We make an early stop at Mt Collins shelter. No one is there. Doris informs us, her hiking club, Smoky Mountain Hiking Club has completed renovation of all shelters in the park. This shelter was renovated a couple years ago. Previous shelters were typical Adirondack style, three sided shelters with a wire mesh across the front. Hiker interactions with bears was commonplace. A club member architect redesigned the shelters to encourage food consumption at a covered table away from the sleeping area. This design has reduced the number of bear encounters. However, it has not eliminated them and when encounters are reported, sometimes campsites and shelters may be closed until bears have moved on elsewhere. A moldering privy accompanies the shelter. Above ground decomposition of waste is more effective than a below ground pit privy. The drawback is, hikers are asked not to pee in the privy as this retards the decomposition process.
The photo above is of a tree growing from another tree. This growth is occurring about 40 feet up which is quite unusual.
A mountain wren sings to us. It is such a pretty song, so much nicer than the emphatic Carolina wrens in my yard. We also hear Black and White, Black Throated Green and Hooded Warblers. A blue backed, white fronted bird is spotted but we have no bird experts along so we guess wildly at what we are watching. Later a fledgling Hooded Warbler alternately flits ahead of us for about a hundred yards. I got one good look at this handsome yellow fellow.

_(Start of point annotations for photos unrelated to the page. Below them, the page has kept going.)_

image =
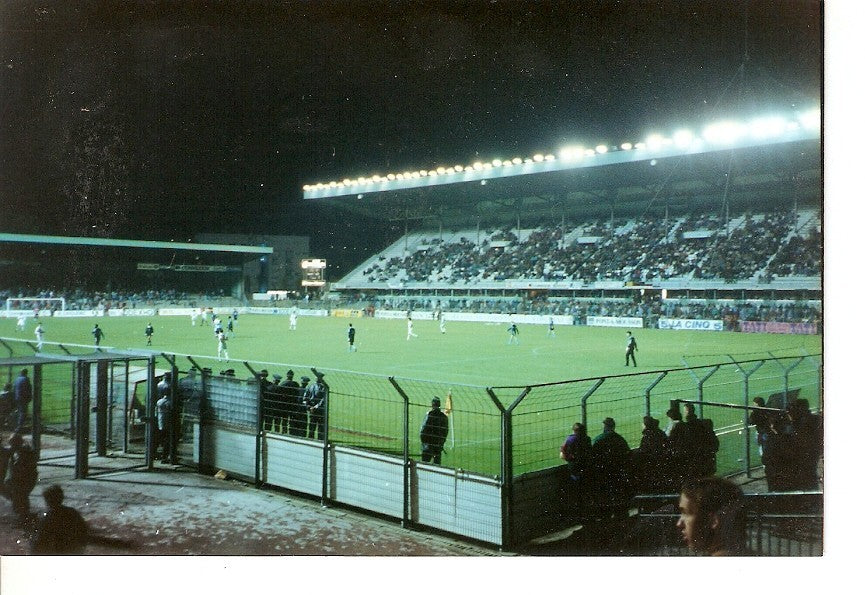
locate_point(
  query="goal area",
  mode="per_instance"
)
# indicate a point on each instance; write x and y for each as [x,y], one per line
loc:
[32,303]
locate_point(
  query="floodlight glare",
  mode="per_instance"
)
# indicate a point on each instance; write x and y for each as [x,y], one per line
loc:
[683,138]
[655,141]
[811,119]
[726,132]
[767,127]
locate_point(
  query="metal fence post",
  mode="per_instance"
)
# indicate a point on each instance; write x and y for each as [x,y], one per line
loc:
[649,392]
[507,462]
[746,375]
[585,398]
[37,409]
[406,461]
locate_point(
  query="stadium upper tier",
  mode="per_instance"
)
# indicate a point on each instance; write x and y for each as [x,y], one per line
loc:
[778,249]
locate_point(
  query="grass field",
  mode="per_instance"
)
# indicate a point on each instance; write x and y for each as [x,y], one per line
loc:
[367,412]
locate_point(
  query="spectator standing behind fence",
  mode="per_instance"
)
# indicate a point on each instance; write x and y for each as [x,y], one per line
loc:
[163,417]
[651,460]
[97,334]
[712,517]
[611,468]
[433,433]
[61,530]
[22,476]
[7,405]
[630,348]
[23,390]
[302,419]
[807,445]
[315,398]
[762,421]
[576,452]
[292,403]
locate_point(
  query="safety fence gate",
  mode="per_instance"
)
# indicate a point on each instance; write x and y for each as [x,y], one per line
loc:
[88,407]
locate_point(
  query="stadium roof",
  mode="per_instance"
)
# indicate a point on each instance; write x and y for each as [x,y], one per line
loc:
[766,162]
[116,243]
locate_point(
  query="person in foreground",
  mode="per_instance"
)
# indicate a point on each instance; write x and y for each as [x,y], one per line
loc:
[61,529]
[712,518]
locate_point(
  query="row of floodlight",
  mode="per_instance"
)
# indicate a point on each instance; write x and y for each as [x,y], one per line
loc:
[721,133]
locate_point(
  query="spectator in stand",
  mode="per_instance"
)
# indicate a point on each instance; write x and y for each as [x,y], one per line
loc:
[762,422]
[433,433]
[610,469]
[650,459]
[61,530]
[712,518]
[23,395]
[22,476]
[576,452]
[807,445]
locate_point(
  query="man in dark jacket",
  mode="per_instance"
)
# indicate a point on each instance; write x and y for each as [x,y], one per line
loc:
[433,432]
[611,467]
[61,530]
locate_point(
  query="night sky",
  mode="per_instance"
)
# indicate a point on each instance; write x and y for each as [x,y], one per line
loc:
[158,120]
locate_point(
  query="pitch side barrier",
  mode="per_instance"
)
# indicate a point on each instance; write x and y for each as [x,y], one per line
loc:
[500,476]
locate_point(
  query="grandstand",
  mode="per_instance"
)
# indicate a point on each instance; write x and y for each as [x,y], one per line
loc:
[660,215]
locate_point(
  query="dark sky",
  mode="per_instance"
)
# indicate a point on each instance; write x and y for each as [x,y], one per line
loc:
[158,120]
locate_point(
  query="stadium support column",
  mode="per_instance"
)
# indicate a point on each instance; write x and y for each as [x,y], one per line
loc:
[507,463]
[406,461]
[37,408]
[584,401]
[82,418]
[101,408]
[649,392]
[746,375]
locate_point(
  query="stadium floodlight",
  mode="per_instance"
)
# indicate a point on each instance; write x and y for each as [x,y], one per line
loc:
[726,132]
[683,138]
[571,153]
[767,127]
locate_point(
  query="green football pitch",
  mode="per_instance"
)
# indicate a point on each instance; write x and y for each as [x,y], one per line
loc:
[468,353]
[366,410]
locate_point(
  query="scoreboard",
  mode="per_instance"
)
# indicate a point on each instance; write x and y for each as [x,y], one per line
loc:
[313,272]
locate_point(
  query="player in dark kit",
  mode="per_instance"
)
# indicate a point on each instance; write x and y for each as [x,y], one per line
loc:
[351,333]
[630,348]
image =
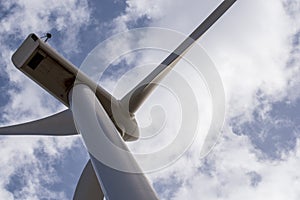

Chris did a great job explaining the differences in Chickweed. Above we have a Tennessee Chickweed flower. Below we have a Bellwort. We also say many Sesile Bellworts, also called Wild Oats. Finally, my last photo is of Wood Betony or as Pilgrim Cindy pointed out, "Lousewort". Despite the unpleasant name, she thought there was a kinder meaning of the term. I have learned the name is derived from the word "wort" meaning plant and the belief the plant either caused or cured lice. Today we know the plant hasn't anything to do with lice and so, perhaps it does deserve a nicer name.
We travel through several very rich seeps with an abundance of plant diversity. These areas are of special interest to Chris. He takes many photos as we work our way through. In one such area we see dozens of large Cherry trees. Obviously this area was not timbered as it was perhaps the most valuable tree of any in the forest and these specimens were hundreds of years old.
At our final trail break, Pilgrim Beth pulls out her cache of gourmet foods and passes out some very tasty vegetable chips. At lunch she was very generous with her smoked gouda, crackers and dried peaches. I learned later she is an accomplished adventurer with visits to the Congo, a cross state bicycle ride and other endeavors. Her trail companion, Pilgrim Cindy was a delightful hiking companion on the final leg to Fighting Creek Gap. She is well read and has similar outdoor interests. A June float through Grand Canyon is on her agenda. I also enjoyed hiking with longtime friend, Pilgrim Randy. His hearing prevents much trail conversation but I've enjoyed his companionship on numerous hikes.
This evening my foot told me it had had enough of these hikes so I made plans to skip tomorrows 13 mile jaunt between Elkmont and Tremont. My foot was so happy I made that call.